SnarfQuest originally ran in Dragon Magazine from 1983–1989, debuting in issue #75 and running until No. 145. The first story arc, detailing Snarf's quest to become king, was collected into a single 144-page book, entitled SnarfQuest: The Book, published by TSR in 1987; this edition also featured several never-before-published pages in full color including a story set five years after the previous story arc ends, in which Snarf and his friends confront a werewolf.

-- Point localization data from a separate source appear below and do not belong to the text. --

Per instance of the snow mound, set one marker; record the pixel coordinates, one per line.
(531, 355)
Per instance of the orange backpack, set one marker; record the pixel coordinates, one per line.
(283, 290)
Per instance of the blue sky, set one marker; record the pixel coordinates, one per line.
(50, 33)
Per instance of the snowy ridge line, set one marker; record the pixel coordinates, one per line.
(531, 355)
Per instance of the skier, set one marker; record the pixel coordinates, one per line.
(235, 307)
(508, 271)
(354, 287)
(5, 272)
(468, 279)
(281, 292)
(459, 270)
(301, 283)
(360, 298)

Due to popular demand, Elmore created a special one-shot episode, in color, which appeared in Dragon #200 (December 1993). In it, Snarf and Telerie help remove the curse a wizard has placed on a forest.
A 224-page collection, SnarfQuest: The Graphic Novel, was released in 2000, published by Dynasty Presentations; it reprinted the material from the 1987 edition as well as the remainder of the Dragon Magazine Snarf story arc (minus the 1993 one-shot). The material which was full-color in the 1987 version is greyscale in this newer compilation. A second edition was released 2002, this one by Larry Elmore Productions. The cover was changed, but this is the only difference between the two versions.
The SnarfQuest RPG Worldbook appeared in 2003. It featured stats, episode guides, character backgrounds and histories, and suggestions and mechanics for role-playing in the world of SnarfQuest. The book also included comments and analysis by Elmore as well as generalizable advice for adding humor to role-playing games.
An all-new, full color SnarfQuest story appeared as a bimonthly feature in the now-defunct magazine Games Unplugged beginning in 2000. The strip was gradually given fewer pages per issue until the magazine went out of business.